Das pessoas vêm-me à memória algumas imagens, muito difusas mesmo, devia ter por aí três, quatro anos, numas por exemplo estou às costas da minha mãe, na Praça da Índia, da praça para os lados era um mar de alcatrão. A praça era uma encruzilhada a três: num canto sem saída estava o Restaurante Veleiro, no sentido Norte - Sul a marginal que vinha do Grande Hotel para o farol do Macúti, sentido Oeste - Este a estrada que vinha da Muchatazina e desembocava na praça. Sim dizia que estava com a minha mãe, e de um dos lados, que não consigo precisar, da praia pelo Veleiro, da Ponta Gêa é que não era, por que estávamos de costas para ela e apanhávamos o sol pela frente, logo estávamos de frente para as zonas do Palmeiras e Macúti. Vinha uma turba agitada, armada com paus e calhaus, furiosa em nossa direcção.

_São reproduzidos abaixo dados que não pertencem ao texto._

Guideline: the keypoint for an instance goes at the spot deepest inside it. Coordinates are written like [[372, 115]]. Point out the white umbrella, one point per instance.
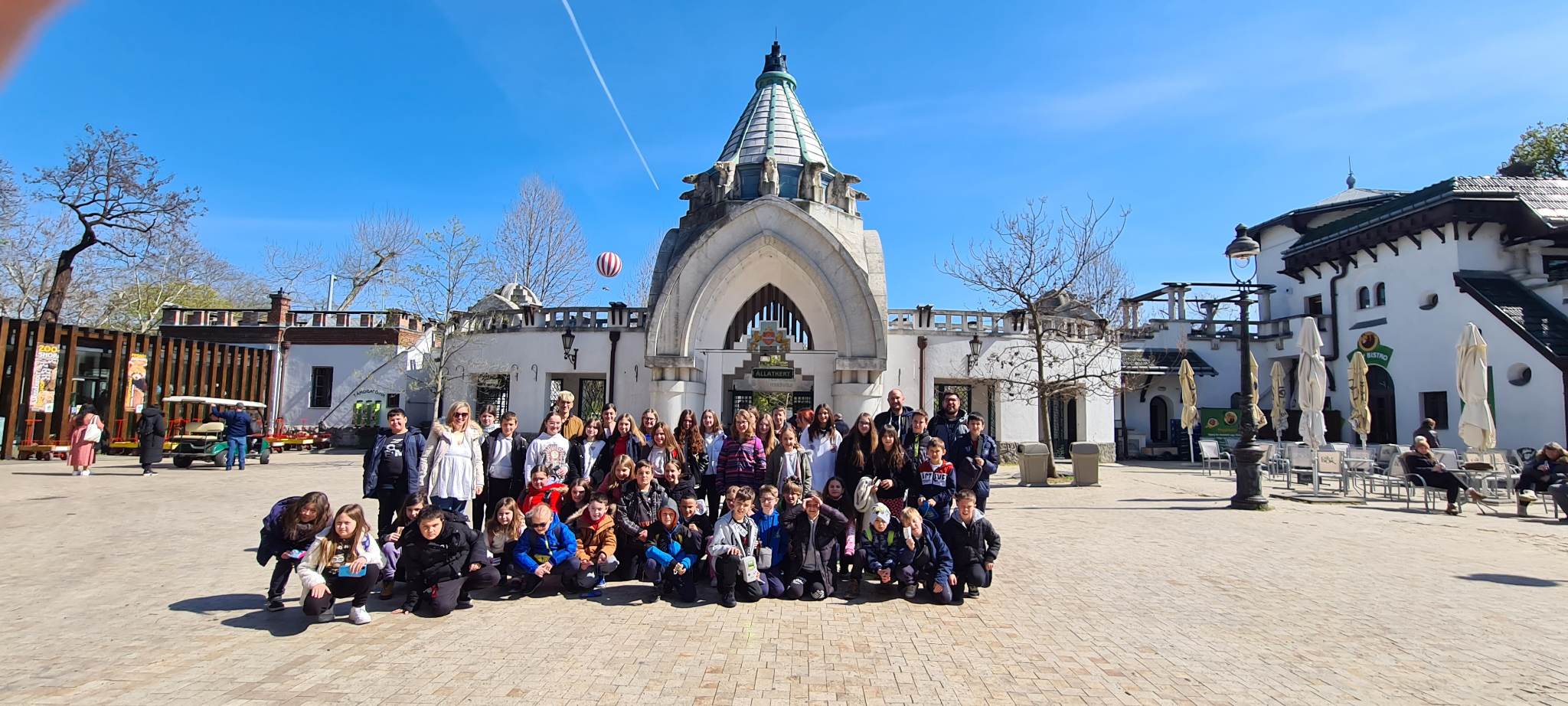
[[1360, 399], [1476, 426], [1279, 413], [1312, 385], [1258, 413], [1189, 402]]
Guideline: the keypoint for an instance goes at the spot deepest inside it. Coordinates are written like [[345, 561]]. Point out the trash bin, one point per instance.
[[1032, 463], [1086, 463]]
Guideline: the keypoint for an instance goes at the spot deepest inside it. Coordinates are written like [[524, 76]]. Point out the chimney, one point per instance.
[[279, 309]]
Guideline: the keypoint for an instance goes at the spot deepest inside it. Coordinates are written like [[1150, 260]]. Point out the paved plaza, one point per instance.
[[121, 589]]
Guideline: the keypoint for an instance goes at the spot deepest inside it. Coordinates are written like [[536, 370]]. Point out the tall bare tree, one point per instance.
[[368, 264], [444, 273], [380, 244], [541, 247], [25, 270], [119, 198], [1056, 272]]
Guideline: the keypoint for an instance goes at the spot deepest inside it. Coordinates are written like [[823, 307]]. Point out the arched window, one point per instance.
[[1159, 420]]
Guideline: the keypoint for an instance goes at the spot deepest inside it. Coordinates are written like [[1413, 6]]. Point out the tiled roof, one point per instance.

Bem não me lembro mas há-de ter sido de algum lado. A minha mãe quando a viu, deve ter ficado muito assustada porque segurou na testa, como fazem os adultos quando têm um grande problema e não consegue resolver, ou quando recebem uma notícia má, morte essas coisas assim. Bem, não adianta esforçar-me, recordo-me da minha mãe que não conseguiu segurar os esfíncteres e a turba passou ululante por nós sem nos fazer mal, pelo menos não me recordo de mais nada. Nunca falei com ninguém acerca deste episódio, muito menos com a minha mãe. Hoje tenho fortes motivos para crer que se tratava de um grupo das pessoas envolvidas no conflito entre duas tribos ribeirinhas do imponente Zambeze nos anos 70.

A chuva lá fora continua a cair, e água traz-me outra memória. Uma vez a nossa casa (os anexos da casa da Ponta Gêa que eram uma espécie de cave) ficaram alagados, não sei como recordo-me apenas de ver o meu pai a por cima do corrimão das escadas a tentar passar de um lado delas para outro, passando por cima da água.

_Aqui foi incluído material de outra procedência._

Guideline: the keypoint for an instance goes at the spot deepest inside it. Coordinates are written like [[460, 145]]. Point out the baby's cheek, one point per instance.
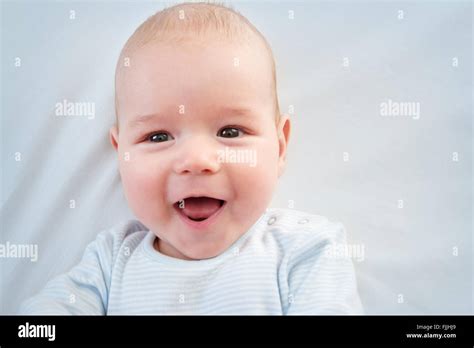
[[143, 186], [257, 181]]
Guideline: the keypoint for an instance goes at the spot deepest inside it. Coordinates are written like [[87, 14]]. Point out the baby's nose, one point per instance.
[[197, 156]]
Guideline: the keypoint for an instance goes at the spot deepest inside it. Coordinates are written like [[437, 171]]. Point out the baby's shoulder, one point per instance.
[[125, 236], [294, 229]]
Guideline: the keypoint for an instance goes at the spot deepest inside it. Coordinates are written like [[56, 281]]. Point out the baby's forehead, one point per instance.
[[194, 25]]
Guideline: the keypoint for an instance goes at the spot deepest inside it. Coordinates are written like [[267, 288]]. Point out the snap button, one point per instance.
[[272, 220]]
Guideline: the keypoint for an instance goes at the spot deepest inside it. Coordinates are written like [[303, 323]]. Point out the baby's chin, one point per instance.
[[202, 251]]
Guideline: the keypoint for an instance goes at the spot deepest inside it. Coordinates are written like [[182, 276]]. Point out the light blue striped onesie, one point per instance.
[[281, 265]]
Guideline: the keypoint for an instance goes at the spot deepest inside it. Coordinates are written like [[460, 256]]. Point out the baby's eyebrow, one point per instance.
[[223, 111]]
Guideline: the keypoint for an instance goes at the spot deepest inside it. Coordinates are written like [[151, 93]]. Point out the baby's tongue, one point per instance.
[[200, 207]]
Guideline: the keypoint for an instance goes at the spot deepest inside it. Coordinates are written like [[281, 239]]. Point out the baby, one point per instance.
[[201, 144]]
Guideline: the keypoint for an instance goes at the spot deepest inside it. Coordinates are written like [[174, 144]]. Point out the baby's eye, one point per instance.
[[159, 137], [229, 132]]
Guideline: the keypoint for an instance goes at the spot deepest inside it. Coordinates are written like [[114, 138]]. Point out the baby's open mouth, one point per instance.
[[198, 208]]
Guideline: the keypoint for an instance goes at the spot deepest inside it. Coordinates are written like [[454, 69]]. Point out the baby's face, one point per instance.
[[199, 150]]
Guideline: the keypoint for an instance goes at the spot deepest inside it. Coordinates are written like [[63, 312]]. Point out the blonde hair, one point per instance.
[[195, 21]]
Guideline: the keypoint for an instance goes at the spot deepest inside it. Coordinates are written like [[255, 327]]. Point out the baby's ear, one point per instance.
[[284, 130], [113, 136]]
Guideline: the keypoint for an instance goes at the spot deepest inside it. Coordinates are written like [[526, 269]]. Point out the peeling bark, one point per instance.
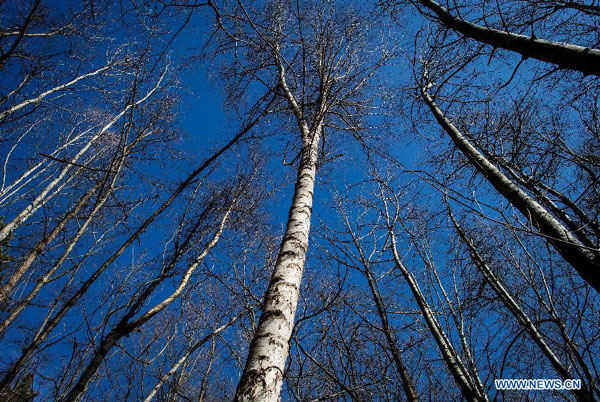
[[586, 261], [564, 55]]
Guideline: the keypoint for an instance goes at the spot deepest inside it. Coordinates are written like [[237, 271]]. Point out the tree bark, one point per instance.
[[262, 377], [585, 260], [564, 55], [515, 309]]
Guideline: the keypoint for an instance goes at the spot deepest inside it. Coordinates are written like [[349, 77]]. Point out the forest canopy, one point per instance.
[[299, 200]]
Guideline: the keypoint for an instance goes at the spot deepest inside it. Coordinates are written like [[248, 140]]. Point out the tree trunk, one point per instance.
[[263, 375], [583, 259], [564, 55]]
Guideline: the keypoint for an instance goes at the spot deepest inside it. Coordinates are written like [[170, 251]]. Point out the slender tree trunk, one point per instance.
[[564, 55], [449, 355], [582, 258], [50, 91], [124, 327], [262, 377], [407, 383], [52, 322], [186, 356], [515, 309], [41, 199], [39, 248]]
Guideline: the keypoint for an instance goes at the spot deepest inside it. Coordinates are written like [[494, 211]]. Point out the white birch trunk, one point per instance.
[[586, 261], [564, 55], [263, 375]]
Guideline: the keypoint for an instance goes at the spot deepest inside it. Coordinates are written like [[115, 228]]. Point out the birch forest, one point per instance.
[[299, 200]]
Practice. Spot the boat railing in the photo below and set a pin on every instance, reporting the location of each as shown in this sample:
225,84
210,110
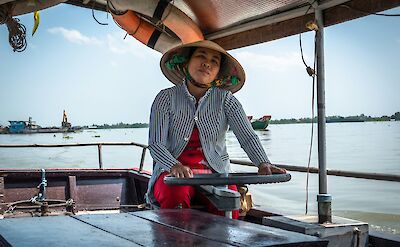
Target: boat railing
98,144
340,173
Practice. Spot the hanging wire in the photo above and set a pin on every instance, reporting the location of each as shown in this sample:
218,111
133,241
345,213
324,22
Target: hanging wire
94,17
310,72
312,121
113,10
369,13
16,30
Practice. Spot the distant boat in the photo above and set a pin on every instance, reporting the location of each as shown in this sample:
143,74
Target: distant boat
261,123
30,127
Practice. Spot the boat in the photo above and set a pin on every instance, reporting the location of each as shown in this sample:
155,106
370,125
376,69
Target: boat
30,127
261,123
106,207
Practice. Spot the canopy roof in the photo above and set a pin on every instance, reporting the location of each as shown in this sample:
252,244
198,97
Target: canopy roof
239,23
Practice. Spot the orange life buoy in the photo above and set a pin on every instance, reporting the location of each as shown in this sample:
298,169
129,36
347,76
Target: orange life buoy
166,13
145,32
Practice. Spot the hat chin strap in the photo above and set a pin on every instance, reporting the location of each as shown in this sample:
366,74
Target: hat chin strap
200,85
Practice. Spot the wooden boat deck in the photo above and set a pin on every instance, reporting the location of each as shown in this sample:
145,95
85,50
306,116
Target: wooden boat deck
172,227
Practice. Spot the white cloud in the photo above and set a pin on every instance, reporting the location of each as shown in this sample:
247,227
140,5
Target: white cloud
274,63
75,36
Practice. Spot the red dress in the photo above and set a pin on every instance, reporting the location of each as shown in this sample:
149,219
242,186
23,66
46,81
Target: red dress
170,196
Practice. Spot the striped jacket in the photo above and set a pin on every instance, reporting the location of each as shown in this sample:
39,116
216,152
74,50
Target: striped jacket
173,116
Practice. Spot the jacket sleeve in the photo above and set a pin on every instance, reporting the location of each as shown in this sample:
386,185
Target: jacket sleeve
243,130
158,131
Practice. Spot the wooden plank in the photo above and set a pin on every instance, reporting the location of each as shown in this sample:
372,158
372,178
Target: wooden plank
225,230
104,193
55,231
145,232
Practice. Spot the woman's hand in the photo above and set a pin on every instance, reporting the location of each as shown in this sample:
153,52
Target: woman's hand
181,171
268,169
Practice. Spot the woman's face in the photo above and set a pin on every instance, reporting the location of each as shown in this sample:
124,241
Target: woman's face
204,65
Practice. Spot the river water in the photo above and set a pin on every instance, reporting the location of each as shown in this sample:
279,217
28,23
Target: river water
365,147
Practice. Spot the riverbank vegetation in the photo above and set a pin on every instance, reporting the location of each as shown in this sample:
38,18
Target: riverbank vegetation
338,119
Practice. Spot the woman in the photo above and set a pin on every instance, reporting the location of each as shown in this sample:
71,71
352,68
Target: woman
188,122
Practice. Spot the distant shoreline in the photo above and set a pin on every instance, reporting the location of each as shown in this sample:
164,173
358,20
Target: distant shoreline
340,119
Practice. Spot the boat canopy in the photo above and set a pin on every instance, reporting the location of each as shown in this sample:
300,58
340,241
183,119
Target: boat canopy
234,23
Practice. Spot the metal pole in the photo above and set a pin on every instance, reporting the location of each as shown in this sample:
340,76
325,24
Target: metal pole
100,157
323,198
142,159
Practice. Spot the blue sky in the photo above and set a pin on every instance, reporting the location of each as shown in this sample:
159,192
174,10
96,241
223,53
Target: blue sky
75,64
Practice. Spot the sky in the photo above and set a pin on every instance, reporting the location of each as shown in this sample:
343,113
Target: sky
72,63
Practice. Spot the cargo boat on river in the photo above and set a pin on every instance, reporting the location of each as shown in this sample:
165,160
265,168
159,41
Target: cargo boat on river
80,192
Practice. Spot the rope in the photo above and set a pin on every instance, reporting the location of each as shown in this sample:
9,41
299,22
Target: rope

Aquelas são as recordações mais remotas da minha infância. As mais recentes, vivas e estruturadas estão ligadas ao Macurungo, à casa 19 na rua 19 da Fundação Salazar, onde vivi boa parte da minha vida, viajei pelo mundo e aprendi uma boa parte do que sei hoje.

1 comment:

Spiritwalker said...

Gostei do blog e espero poder falar consigo se possível, pois eu nasci na Beira e vivi no Macurungo até aós 6 anos, e de certa sforma Moçambique fez, faz e fará parte de mim! E tenho muitas recordações do Macurungo apesar de ter vindo embora (de férias :))!